Process improvement for behavioral health

Blend Levels of Care


Clients are waiting for one level of care when they could join existing treatment groups at any level.


Blend other levels of care with outpatient treatment so that clients can develop therapeutic relationships and familiarity with outpatient clients, therapists, and locations before moving to outpatient care.

Featured Stories

STEPS at Liberty Center, in Wooster, Ohio, attained 100 percent continuation rates from residential to outpatient treatment by making transitions seamless, blending outpatient, intensive outpatient, residential, and even pre-release jail clients, in various specialized therapy groups. This also eliminated unnecessary repetition of material. They individualized treatment for clients by having counselors ask clients which area they wanted to address first so that clients could choose and attend groups based on topics of interest, rather than level of care. When clients moved to another level of care they already had therapeutic relationships and familiarity with other clients, therapists, and the location. This change also reduced no-show rates 29 percent, expanded capacity significantly without increasing staff—and the staff loved the changes.

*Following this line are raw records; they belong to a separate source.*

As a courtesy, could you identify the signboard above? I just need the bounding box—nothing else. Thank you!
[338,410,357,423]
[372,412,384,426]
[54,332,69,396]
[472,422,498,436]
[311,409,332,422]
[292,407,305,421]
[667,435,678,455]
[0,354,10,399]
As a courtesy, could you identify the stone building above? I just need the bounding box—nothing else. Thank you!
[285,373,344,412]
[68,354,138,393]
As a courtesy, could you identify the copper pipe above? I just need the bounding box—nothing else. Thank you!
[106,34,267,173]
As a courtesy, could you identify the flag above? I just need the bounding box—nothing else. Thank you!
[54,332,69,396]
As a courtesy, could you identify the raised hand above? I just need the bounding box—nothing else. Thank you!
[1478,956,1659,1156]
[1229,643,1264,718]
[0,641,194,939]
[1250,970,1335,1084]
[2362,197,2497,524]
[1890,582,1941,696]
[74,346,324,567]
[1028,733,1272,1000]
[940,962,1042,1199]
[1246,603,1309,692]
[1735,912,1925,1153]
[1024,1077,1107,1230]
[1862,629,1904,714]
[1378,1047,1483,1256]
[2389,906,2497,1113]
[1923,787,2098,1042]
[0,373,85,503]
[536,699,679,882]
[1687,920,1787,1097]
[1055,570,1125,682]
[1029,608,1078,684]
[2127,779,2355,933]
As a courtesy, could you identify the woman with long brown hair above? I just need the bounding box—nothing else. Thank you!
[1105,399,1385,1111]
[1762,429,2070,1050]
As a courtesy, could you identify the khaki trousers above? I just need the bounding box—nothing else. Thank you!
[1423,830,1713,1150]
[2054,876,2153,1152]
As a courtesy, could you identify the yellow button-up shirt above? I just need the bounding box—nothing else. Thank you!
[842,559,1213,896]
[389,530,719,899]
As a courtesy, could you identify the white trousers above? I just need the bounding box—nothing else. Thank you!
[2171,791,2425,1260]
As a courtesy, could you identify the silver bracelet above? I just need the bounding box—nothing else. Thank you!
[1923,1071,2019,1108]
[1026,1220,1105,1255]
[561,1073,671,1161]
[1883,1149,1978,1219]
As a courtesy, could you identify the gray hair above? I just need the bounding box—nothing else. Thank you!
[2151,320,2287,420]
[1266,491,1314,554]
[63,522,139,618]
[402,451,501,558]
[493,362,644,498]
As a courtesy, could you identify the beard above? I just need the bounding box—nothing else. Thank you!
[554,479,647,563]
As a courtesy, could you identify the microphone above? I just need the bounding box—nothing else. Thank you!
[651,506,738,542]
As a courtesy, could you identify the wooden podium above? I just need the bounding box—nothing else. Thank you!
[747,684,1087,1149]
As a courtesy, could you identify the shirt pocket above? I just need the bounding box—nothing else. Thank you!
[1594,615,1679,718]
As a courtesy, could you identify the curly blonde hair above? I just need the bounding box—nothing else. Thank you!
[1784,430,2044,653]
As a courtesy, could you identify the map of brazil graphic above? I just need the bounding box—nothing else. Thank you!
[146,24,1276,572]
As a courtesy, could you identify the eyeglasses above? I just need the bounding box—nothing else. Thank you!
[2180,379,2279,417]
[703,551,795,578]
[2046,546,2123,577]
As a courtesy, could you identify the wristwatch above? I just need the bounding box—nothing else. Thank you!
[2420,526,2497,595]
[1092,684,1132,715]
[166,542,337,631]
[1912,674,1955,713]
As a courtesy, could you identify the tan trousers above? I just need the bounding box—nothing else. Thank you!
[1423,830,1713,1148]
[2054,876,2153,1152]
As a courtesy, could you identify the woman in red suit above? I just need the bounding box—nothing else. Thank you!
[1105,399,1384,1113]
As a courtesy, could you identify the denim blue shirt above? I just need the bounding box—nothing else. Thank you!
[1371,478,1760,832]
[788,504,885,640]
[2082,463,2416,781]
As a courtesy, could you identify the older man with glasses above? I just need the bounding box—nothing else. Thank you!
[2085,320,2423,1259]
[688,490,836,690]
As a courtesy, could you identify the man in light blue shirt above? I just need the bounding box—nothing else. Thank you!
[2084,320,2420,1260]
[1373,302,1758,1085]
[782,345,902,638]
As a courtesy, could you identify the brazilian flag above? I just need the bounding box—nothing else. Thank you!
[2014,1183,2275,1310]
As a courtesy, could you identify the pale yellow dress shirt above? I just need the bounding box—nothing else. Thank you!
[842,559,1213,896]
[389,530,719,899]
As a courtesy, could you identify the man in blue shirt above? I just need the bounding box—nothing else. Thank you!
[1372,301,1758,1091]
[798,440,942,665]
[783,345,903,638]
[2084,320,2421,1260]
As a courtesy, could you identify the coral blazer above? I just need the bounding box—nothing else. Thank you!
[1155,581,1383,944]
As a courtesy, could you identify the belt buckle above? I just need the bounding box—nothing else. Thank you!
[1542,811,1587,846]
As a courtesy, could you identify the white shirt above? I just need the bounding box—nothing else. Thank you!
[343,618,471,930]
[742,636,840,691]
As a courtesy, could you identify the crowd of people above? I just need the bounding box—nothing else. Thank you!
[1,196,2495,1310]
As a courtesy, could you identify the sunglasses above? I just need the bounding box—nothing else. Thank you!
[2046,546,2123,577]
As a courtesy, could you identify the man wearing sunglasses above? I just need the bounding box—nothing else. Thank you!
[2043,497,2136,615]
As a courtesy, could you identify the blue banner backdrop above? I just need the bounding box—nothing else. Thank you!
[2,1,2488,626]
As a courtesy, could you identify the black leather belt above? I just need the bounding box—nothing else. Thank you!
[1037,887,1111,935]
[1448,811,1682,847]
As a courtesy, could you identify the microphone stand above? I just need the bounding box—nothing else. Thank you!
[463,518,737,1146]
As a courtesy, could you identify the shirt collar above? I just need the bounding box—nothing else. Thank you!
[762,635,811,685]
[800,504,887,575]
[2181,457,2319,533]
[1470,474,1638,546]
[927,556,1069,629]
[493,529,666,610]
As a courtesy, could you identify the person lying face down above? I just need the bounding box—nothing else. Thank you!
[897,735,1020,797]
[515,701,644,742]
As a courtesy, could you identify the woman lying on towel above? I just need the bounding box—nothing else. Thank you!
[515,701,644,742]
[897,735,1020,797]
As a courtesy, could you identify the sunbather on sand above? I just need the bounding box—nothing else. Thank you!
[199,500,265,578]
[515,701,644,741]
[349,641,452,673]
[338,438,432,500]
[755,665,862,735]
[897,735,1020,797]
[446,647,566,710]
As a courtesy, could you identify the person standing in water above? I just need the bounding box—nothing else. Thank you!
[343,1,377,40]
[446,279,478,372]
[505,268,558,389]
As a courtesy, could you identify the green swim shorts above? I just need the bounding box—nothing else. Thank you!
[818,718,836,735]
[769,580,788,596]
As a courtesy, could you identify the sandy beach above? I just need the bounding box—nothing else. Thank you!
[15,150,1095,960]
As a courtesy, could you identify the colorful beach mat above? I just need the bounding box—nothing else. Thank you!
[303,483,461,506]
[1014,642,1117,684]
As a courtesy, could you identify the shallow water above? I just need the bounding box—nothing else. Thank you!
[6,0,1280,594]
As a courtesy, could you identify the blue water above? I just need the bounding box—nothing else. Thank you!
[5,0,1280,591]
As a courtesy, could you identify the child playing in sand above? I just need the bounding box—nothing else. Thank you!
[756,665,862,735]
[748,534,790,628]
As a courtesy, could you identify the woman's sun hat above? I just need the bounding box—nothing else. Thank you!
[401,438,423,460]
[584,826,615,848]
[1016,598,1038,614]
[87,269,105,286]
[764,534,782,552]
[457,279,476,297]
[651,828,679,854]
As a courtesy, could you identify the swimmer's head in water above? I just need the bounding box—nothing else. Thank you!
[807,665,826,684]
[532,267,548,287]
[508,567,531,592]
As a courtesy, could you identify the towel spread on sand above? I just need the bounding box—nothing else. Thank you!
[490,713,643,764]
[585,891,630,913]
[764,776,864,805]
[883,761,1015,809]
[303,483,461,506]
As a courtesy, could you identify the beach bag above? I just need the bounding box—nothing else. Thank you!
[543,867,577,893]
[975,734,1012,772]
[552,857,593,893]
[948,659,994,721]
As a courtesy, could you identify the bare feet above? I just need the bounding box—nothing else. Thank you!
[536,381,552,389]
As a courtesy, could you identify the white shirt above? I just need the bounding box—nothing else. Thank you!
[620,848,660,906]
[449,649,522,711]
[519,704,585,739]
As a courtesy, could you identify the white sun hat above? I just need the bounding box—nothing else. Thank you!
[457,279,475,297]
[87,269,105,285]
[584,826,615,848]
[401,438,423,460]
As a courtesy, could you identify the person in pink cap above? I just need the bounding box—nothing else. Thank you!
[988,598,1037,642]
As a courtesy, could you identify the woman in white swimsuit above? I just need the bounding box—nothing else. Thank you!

Prairie Ridge Addiction Treatment Services in Mason City, Iowa, increased attendance in the outpatient program by 13 percent by having clients continue with the same counselor and the same peer group instead of just overlapping care with the outpatient counselor prior to leaving residential treatment. They offered residential clients a “menu” of groups that were facilitated by outpatient counselors and included outpatient clients at the outset of treatment. See the case study: Prairie Ridge Smoothing Transitions.

Preferred Family Healthcare in Jefferson City, Missouri, assigned clients to the same counselor as they moved through all levels of care, including detox, residential treatment, and outpatient care.

Lessons Learned

  • Offer topic-based groups with clients from different levels of care.
  • Have clients stay with the same counselor as they move through the levels of care.

Tracking Measures

Cycle Measure

Percentage of referred clients who were admitted

Data Collection Form

Referred Clients Admitted Transition (2)



  • 1. Select one referral source.
  • 2. Identify a group that will include clients in different levels of care.
  • 3. Collect baseline data for two weeks to track the percentage of referred clients who were admitted.


  • 4. Offer this group to a limited number of clients for the next four weeks.
  • 5. For the clients who attended the combined group, track and calculate the percentage of referred clients who were admitted.


  • 6. Check the fidelity of the change. Was the change implemented as planned?
  • 7. Evaluate the change:
    • What feedback did clients offer about the group?
    • For the clients included in the new group, did the percentage of referred clients who were admitted increase?


  • 8. If this change was an improvement:
    • Adopt this change or adapt it for more improvement and re-test it. Make the blended group available to all clients.
    • Document the processes that resulted in an improvement so that you can continue to use them efficiently.
    • Test other, related promising practices that apply to your setting.

    If this change was not an improvement and you cannot make it work, abandon this practice and test other promising practices that might be more successful in your setting.